素顔のキスは残業後に【番外編】第2話完結
するとスマホ越しの部長から、「また変な声がしたな」と不思議そうな声が漏れて、今度はどんな言い訳をするのかと思ったら。


「あぁ。うちの猫がまだ眠いみたいで、欠伸しただけです」

「おならとか欠伸とか、朝から忙しいネコちゃんだな」

シラッと答える柏原さんの言葉を1ミリも疑わない部長から「がははっ」なんて豪快な笑い声が漏れると、柏原さんもそれに合わせて笑っちゃってるし!


もう完全に柏原さんのおもちゃ――
いや、ペットだよね私。

心で愚痴りながら楽しげ笑うご主人様のいたずらに備え、声が漏れないよう唇を噛み締めて身構えると、

「えぇ。

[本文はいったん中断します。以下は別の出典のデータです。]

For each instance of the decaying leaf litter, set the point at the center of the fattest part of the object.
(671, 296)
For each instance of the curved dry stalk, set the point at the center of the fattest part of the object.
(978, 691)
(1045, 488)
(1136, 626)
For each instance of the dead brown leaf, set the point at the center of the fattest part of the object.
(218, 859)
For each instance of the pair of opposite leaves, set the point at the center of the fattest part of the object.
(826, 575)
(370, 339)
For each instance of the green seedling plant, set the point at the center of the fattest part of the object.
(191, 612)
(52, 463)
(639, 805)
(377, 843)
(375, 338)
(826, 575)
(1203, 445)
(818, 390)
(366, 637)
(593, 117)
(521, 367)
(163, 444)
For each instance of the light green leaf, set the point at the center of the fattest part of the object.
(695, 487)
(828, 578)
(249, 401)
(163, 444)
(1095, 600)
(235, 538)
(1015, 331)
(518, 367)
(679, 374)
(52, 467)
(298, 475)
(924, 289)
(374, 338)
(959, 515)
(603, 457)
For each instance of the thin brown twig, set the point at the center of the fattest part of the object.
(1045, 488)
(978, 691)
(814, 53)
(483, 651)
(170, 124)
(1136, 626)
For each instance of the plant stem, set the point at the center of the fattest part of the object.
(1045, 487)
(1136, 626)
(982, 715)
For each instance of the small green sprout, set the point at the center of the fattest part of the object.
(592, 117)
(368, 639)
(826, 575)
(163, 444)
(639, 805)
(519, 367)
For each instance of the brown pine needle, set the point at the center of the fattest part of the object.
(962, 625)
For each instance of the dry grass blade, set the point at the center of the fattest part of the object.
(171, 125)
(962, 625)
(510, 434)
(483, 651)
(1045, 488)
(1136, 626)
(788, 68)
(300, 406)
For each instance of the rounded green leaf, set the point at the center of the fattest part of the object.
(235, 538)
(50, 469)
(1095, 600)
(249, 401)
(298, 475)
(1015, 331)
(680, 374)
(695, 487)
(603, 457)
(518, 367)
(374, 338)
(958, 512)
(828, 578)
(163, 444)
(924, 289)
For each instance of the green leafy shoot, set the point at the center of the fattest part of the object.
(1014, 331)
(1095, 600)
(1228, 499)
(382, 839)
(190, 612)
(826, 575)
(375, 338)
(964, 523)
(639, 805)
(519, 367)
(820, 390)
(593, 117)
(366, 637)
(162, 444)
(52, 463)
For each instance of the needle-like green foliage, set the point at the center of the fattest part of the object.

飼い始めたばかりでしつけ甲斐ありますよ。でも――」

耳元で囁く声がそこで途切れ、お腹をなぞり出す指先も合わせたようにピタリと動きを止める。

タチの悪いイタズラにもようやく飽きてくれたのかとホッと胸を撫で下ろした、次の瞬間。
逞しい両腕がふわっと私の体を抱き寄せる。